For the last decade, I’ve been a terrible sleeper. I wouldn’t call it insomnia, but I tend to wake in the middle of the night and think about everything I’m working on.
The solution has been to take melatonin. The upside: I sleep better. The downside: I have the most hyper-realistic dreams ever. Every night.
I’ve come to accept these dreams; but on occasion, they encroach on reality.
I have woken up some mornings convinced that my family has been killed. Or that I have drowned. Or that I am very good at diagnosing the peculiarities of hot air balloons. But the most alarming dream of all happened right after I returned from Australia this year.
I had a dream that I was employed at my old position.

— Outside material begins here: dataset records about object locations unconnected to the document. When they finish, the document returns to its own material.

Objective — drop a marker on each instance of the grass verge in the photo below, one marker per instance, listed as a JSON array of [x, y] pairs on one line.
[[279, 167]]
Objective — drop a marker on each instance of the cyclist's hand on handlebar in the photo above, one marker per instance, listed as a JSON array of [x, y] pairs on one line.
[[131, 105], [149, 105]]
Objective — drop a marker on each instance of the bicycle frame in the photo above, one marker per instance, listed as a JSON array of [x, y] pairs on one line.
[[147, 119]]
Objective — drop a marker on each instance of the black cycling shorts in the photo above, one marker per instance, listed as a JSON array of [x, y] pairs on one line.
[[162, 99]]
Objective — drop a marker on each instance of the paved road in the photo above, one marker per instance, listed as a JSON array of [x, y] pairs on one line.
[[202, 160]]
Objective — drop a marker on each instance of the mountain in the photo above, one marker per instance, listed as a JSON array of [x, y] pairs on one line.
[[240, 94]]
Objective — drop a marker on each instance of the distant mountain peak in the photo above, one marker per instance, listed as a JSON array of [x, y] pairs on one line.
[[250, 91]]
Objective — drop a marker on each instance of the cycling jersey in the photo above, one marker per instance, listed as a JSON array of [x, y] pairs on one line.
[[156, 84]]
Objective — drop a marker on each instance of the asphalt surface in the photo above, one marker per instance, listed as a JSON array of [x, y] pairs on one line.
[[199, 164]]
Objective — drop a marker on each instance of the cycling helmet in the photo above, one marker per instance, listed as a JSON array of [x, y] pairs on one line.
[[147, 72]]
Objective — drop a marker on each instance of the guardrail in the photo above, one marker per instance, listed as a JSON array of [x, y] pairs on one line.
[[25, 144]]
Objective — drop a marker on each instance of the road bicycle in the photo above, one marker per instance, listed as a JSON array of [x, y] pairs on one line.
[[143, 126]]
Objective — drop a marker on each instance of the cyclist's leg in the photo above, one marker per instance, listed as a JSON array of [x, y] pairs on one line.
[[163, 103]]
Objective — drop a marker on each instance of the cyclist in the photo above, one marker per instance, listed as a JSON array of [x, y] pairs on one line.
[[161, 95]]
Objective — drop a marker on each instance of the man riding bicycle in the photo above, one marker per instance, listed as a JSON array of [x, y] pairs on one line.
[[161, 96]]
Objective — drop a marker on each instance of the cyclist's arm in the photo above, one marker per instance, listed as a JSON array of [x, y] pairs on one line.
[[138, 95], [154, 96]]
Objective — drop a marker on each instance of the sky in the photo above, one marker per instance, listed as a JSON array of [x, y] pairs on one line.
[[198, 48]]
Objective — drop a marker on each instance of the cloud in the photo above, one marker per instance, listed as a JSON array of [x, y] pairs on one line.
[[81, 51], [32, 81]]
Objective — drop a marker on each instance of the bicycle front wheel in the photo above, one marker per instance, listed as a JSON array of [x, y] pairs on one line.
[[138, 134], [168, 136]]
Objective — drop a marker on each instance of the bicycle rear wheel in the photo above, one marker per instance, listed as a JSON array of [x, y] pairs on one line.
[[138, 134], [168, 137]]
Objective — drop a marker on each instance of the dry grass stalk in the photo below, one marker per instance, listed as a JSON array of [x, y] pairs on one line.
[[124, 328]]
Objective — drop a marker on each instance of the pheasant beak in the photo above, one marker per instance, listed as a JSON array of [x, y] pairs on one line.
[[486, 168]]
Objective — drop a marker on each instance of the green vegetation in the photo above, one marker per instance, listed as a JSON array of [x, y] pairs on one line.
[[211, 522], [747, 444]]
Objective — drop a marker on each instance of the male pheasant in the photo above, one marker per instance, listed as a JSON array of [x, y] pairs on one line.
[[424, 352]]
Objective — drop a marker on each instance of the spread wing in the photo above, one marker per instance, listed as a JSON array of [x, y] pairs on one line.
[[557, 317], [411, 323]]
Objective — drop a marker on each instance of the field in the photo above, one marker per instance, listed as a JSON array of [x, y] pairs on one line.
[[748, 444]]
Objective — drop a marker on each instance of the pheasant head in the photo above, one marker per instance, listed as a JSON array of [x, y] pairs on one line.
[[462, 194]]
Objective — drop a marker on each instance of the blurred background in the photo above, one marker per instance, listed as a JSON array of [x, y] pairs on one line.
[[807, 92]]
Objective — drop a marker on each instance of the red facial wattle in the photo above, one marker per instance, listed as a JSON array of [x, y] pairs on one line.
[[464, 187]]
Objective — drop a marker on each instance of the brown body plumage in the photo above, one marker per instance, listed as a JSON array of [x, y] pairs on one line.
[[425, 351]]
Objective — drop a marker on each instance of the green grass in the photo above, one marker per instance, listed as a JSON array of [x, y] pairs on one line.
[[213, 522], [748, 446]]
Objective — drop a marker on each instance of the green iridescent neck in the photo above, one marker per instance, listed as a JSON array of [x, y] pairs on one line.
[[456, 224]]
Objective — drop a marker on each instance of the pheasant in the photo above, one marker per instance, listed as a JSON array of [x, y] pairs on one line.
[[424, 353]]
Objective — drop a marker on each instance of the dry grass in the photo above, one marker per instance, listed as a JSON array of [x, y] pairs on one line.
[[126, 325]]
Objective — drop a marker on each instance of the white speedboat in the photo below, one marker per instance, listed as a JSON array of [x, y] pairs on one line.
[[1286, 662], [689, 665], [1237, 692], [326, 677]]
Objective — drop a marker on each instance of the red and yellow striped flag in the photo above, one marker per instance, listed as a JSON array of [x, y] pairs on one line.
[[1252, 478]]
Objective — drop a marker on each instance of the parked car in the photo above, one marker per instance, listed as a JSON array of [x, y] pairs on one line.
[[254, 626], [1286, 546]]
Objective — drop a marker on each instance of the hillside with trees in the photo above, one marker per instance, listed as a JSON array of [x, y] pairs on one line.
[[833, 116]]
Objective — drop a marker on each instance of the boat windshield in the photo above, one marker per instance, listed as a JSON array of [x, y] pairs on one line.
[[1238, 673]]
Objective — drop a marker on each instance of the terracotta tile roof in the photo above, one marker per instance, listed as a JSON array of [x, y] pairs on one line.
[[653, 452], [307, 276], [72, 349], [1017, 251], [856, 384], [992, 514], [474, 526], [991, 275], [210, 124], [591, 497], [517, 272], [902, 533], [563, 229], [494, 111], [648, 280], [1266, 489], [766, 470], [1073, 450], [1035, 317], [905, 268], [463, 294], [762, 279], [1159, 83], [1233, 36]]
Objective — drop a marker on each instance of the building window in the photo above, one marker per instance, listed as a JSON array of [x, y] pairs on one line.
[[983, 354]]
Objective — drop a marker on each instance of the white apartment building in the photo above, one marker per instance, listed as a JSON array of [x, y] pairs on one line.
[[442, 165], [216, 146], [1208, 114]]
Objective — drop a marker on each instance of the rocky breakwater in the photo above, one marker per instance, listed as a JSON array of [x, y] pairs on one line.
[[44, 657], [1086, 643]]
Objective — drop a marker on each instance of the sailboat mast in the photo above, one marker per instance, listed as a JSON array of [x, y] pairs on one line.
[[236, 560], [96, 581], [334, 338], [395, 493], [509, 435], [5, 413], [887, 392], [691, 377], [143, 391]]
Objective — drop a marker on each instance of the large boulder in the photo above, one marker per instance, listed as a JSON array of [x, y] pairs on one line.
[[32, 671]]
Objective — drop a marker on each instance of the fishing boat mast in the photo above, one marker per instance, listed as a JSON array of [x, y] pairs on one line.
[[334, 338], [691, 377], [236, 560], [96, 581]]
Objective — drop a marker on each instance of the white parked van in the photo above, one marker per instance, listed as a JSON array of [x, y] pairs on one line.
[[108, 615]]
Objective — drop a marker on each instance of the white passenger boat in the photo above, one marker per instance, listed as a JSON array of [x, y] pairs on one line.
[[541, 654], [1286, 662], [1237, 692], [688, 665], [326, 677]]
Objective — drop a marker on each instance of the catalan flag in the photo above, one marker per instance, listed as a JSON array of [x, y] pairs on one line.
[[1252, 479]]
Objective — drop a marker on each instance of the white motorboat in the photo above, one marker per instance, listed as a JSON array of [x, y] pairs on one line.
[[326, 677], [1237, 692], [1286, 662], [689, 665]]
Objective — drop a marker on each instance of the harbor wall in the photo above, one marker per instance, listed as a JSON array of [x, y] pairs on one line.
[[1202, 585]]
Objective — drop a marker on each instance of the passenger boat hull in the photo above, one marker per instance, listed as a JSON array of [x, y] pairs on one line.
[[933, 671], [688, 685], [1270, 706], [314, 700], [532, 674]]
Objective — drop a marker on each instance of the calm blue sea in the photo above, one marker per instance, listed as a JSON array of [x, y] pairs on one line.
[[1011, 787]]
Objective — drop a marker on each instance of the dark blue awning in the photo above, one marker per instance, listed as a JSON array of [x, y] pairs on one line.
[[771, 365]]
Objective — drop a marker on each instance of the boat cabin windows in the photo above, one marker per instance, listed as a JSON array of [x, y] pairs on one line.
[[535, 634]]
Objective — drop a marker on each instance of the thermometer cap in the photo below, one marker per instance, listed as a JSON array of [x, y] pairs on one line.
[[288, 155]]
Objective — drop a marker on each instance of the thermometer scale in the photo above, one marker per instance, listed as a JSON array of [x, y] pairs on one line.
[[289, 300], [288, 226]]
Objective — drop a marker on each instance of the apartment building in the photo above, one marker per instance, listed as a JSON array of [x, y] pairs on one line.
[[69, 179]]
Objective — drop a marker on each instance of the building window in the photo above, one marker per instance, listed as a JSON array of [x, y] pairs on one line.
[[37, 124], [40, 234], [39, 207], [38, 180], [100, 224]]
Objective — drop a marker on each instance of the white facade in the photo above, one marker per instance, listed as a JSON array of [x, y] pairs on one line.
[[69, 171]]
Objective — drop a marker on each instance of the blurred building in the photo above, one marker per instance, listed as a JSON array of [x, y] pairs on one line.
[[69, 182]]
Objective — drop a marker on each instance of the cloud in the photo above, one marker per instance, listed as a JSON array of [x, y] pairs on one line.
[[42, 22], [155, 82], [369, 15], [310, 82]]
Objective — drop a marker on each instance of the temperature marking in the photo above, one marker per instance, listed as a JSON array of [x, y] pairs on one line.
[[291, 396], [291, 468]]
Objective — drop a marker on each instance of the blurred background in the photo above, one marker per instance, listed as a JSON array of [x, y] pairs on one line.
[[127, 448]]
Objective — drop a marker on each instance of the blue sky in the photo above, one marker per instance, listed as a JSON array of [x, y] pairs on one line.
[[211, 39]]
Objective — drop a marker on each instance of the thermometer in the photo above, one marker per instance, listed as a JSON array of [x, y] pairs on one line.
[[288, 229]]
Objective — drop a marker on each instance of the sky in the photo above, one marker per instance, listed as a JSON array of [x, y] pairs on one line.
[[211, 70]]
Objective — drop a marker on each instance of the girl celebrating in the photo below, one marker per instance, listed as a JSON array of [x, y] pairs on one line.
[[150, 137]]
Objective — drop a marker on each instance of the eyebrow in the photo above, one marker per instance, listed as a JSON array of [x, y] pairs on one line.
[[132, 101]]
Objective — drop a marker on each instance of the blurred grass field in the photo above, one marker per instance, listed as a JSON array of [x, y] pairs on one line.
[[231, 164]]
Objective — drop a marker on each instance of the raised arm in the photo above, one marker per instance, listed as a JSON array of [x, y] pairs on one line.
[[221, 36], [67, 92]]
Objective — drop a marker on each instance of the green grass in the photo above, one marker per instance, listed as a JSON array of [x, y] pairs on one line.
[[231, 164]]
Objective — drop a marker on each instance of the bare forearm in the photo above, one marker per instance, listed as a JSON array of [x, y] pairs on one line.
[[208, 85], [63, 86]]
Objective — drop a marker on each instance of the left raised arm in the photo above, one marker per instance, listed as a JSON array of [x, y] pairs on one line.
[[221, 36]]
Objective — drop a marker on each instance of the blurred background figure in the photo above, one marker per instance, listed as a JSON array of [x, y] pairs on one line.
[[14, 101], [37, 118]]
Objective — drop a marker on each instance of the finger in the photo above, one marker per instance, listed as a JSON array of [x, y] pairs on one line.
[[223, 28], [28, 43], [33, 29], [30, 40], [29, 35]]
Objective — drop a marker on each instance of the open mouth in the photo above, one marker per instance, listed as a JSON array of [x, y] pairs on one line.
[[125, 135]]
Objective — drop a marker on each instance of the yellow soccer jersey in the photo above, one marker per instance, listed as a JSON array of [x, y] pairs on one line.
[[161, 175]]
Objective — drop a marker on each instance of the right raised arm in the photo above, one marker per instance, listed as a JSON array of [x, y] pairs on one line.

I was in a marketing meeting. And the things that were said were so disturbing that when I finally awoke, I made myself a cup of coffee, sat in our sunroom for a good hour and just stared at the squirrels and cardinals in our yard. One word kept going through my head:
It has been exactly two years since I left Popular Woodworking Magazine, and it has become obvious how unemployable I now am. I love to work all the time (12 hours a day, seven days a week, minimum), but I won’t implement someone else’s master plan. When someone suggests a dumb idea for a product for Lost Art Press, I don’t do hours of market research to come up with an empirical way to say “no thanks.” I just say “no thanks,” and move on.
When someone asks me to promote their product, I now (politely) refuse. Even if I like the product, I dig in my heels and decline. I don’t want to be part of anyone’s marketing plan. Yeah, I know that’s not a smart strategy for making friends and “partners.” But when I write about something – anything – I want it to be out of pure enthusiasm. No obligations, even social ones.
Offer me a discount and I’ll overpay you so that I think we’re on equal footing.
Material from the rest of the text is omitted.